I've got rooms that hold sub-rooms that users can post to. I want to only show user-posts that are less than 24 hours old to my users.
For example :
Cats
kittens
users : 10
posts :
ksjdflkjaslkdjf
userUID : 123
postCaption : "I like kittens"
postTimestamp : 203940340930
So here, if a user went into the Cats room, into the subroom of kittens, and wanted to see posts that have been posted about kittens, I'd only want to return back the posts whose timestamp was less than 24 hours old.
Im not sure about is the most effective way to structure the database. The problem with the way it's set up now is that if there have been 10 million kitten posts, every time the user wants to load up posts firebase would have to go through each post and check the timestamp to see if it's valid or not.

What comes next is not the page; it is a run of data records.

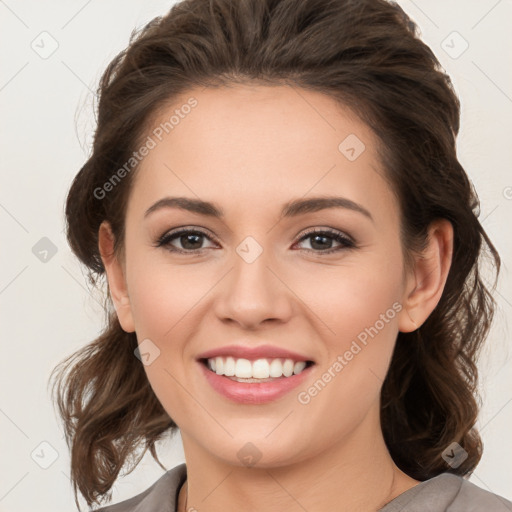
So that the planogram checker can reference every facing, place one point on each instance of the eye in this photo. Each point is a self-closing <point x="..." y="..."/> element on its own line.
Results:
<point x="322" y="240"/>
<point x="190" y="240"/>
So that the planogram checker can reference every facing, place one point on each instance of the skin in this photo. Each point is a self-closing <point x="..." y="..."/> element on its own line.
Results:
<point x="250" y="149"/>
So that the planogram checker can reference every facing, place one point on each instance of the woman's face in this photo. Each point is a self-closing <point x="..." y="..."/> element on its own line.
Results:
<point x="254" y="278"/>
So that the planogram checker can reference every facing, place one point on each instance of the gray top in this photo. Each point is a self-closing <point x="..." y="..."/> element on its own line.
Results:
<point x="443" y="493"/>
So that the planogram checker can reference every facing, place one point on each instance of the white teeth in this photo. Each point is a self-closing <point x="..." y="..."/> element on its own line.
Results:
<point x="258" y="369"/>
<point x="243" y="368"/>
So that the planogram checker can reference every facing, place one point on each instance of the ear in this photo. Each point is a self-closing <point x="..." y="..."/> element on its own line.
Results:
<point x="425" y="284"/>
<point x="116" y="277"/>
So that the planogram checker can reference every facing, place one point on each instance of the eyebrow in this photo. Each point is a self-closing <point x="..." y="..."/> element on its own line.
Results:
<point x="290" y="209"/>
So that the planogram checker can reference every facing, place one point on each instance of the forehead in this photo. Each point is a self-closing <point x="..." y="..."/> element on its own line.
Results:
<point x="252" y="146"/>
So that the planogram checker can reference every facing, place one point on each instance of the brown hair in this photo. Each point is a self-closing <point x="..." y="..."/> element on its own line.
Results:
<point x="367" y="55"/>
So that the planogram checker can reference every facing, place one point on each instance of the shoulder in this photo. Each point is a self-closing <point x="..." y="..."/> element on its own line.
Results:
<point x="448" y="493"/>
<point x="159" y="496"/>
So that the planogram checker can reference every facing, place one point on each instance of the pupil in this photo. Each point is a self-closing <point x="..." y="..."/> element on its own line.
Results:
<point x="186" y="238"/>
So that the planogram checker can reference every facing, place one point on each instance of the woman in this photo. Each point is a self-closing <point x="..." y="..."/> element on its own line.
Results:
<point x="292" y="254"/>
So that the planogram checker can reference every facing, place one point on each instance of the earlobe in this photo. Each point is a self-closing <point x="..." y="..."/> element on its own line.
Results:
<point x="425" y="286"/>
<point x="115" y="277"/>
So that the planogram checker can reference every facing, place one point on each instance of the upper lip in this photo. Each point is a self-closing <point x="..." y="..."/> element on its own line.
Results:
<point x="258" y="352"/>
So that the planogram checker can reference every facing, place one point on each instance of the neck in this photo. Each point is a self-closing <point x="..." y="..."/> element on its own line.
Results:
<point x="356" y="474"/>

An alternative option might be :
Rooms:
Cats
kittens
users : 10
posts :
post1UID : 209384938942024234 //The value here would be the timestamp
post2UID : 309238942024234
Posts :
209384938942024234
userUID: 123
postCaption : "....."
postTimestamp : 209384938942024234
and I'd query for posts with only a valid timestamp and use the post UID to go grab the posts.
Any advice on the best way to do this before I get started?
Thanks in advance.
You could simply query the list of posts to only request the posts from the last 24 hours. While you can't enforce this with security rules, you can at least make your code do the right thing.
But it's quite wasteful: after your app has been live for more than 24 hours, you're querying data that you already know will never be matched.
To prevent this: in NoSQL databases such as Firebase, you often model your data for the specific use-cases of your app. So if you want your users to see a list of post from the last 24 hours, you should model your database to have a list of the posts from the last 24 hours.
You can do this in two ways:
Only keep the most recent 24 hours of posts for each room. So just delete the data that is older than 24 hours, e.g. when a new post is added, or with a cron-triggered Cloud Function. Alternatively you could move the older post to a separate node, or to a system like BigQuery, which is better suited to handling such historical data.
Keep your current structure, but add a secondary index: a list of post IDs for the last day's worth of posts. A simple way to do this is to keep the ID of each post as the key, and its timestamp as the value:
roomId1:
post1UID: timestamp
post2UID: timestamp
The differene with your approach (at least as far as I saw in my quick scan) is that the index would only have post of the most recent 24 hours, so you wouldn't have to query at all to read the posts (only to clean them up).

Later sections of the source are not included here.